10.4 Detecting Deadlocks and CPU Stalls in the Kernel
At the end of the previous section, we talked about the "red line" in the Panic handler: don't make it too complex, or you won't even be able to leave a "dying message." But sometimes, the kernel dies in a more insidious way—it doesn't crash immediately or scream for help; it just suddenly goes silent.
This is the "hung" crime scene we'll tackle in this section.
What Exactly is a Deadlock?
The meaning of a deadlock is straightforward: the system or a specific CPU core enters a state of long unresponsiveness.
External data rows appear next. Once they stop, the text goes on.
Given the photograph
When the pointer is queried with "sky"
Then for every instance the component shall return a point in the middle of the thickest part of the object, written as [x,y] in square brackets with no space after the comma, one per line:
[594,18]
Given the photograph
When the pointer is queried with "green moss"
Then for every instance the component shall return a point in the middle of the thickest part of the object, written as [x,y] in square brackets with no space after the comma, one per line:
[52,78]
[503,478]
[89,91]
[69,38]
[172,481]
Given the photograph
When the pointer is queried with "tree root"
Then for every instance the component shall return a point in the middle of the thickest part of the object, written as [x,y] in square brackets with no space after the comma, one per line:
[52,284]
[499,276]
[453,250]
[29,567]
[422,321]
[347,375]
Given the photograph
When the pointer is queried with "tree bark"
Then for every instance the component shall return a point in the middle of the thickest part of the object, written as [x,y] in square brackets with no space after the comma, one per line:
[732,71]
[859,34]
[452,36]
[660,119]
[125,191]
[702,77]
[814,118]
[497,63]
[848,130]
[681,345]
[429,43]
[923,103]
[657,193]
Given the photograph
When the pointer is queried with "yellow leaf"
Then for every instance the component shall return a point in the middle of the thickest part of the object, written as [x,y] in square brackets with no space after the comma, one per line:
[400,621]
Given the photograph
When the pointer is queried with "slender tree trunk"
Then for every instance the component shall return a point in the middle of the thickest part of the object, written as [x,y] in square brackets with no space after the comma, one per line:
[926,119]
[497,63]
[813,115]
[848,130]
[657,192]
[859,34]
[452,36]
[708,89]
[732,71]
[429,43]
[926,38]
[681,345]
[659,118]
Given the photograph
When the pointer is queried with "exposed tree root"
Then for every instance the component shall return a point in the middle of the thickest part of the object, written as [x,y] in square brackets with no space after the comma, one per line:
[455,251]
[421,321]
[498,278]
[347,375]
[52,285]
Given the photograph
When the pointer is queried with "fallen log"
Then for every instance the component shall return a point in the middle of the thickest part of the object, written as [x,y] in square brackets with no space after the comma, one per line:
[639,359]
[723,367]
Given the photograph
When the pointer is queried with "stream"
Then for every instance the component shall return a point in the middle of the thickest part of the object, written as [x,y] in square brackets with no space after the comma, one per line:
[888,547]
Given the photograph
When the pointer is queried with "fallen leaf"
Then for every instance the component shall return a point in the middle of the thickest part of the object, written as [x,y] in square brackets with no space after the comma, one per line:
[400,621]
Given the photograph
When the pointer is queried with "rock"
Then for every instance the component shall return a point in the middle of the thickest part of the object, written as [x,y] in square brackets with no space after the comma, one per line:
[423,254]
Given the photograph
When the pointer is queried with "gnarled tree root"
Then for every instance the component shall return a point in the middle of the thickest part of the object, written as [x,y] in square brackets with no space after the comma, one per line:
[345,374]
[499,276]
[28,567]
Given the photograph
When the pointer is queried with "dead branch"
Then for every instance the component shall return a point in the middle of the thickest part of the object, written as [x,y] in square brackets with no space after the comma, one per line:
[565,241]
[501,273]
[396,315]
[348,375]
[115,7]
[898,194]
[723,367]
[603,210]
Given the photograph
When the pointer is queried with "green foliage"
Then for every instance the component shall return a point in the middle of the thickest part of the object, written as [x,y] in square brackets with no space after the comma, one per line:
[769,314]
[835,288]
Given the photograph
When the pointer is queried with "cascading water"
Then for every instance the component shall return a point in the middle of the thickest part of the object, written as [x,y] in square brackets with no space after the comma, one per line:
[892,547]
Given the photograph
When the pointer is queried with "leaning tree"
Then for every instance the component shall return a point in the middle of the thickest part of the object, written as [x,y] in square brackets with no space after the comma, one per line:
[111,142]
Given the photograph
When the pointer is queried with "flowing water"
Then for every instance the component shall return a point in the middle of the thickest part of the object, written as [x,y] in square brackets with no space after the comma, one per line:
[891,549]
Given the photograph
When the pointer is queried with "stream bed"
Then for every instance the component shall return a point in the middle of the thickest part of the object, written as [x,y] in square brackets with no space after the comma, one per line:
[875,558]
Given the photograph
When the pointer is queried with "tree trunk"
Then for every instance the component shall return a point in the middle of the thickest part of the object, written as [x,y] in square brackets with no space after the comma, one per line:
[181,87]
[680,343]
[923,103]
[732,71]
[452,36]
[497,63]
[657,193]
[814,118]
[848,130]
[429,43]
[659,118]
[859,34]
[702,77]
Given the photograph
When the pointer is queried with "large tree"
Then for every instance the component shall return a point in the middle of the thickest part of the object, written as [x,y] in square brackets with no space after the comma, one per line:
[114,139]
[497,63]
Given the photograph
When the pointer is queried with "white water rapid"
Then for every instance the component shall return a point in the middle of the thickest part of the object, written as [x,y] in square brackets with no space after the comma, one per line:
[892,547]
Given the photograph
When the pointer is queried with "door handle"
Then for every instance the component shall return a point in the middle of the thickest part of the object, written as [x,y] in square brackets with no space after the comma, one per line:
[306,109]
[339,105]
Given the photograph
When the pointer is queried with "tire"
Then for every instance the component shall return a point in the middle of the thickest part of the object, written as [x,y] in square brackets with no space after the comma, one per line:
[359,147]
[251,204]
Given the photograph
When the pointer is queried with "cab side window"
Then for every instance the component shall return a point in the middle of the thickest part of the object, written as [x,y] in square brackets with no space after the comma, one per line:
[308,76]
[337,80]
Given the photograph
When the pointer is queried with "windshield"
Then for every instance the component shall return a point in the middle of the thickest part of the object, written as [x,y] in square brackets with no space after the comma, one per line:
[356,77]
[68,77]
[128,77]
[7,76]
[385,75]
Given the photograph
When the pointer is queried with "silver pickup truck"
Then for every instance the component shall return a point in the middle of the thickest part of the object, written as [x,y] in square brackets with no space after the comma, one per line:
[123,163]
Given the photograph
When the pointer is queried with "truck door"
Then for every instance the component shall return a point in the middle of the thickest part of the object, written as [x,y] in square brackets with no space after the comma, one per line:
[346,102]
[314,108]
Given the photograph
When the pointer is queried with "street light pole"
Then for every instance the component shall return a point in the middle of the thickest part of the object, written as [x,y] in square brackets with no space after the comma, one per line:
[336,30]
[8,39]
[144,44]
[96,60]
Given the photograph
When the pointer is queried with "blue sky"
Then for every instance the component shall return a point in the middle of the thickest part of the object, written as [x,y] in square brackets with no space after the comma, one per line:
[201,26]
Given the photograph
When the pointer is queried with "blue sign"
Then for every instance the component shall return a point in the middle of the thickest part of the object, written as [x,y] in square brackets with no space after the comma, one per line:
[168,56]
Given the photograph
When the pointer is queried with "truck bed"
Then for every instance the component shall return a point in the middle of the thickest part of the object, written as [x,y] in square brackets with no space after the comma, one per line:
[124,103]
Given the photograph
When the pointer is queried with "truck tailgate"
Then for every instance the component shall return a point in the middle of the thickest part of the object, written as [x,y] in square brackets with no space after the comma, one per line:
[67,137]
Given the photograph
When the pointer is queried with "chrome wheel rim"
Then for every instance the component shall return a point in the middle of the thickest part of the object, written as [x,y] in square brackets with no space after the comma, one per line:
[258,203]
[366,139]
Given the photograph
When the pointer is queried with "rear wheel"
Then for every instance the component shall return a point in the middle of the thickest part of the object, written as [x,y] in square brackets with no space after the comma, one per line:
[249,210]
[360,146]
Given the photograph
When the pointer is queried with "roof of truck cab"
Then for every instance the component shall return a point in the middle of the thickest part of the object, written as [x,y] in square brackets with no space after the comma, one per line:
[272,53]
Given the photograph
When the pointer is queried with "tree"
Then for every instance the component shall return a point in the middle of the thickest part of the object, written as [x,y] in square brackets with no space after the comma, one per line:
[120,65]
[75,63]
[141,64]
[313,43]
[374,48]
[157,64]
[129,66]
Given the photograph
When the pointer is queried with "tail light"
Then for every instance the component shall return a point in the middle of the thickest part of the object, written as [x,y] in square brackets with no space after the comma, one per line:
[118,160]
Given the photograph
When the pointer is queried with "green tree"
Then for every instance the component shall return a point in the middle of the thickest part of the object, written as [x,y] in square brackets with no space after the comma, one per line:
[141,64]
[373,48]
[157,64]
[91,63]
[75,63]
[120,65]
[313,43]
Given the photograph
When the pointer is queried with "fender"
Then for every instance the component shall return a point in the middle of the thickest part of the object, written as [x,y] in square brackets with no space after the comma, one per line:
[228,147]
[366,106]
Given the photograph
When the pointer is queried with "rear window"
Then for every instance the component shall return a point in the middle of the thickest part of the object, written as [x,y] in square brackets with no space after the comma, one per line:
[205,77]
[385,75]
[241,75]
This is more troublesome than a direct Panic because it might happen in the dead of night in a production environment—the machine appears to be running, but it has long been frozen.
To catch these ghost-like failures, we need more advanced monitoring mechanisms. Before diving into the specific kernel detection mechanisms, let's take some time to clarify the underlying "watchdog" concept—it's the physical foundation for all detection mechanisms.
A Brief Note on Watchdogs
A watchdog is essentially a monitoring program. Its logic is very simple: I send you a heartbeat (ping) at regular intervals; if you don't respond within the specified time, I consider you dead and forcibly reboot the system.
In the Linux ecosystem, watchdogs come in a few forms:
- Hardware Watchdog: This is an independent chip or module soldered directly onto the board. It's connected to the system's reset circuit, and once triggered, it physically pulls the reset pin. Driving this usually depends heavily on the specific board, and the kernel provides a generic framework to make it easier for driver developers to interface with all sorts of messy hardware chips.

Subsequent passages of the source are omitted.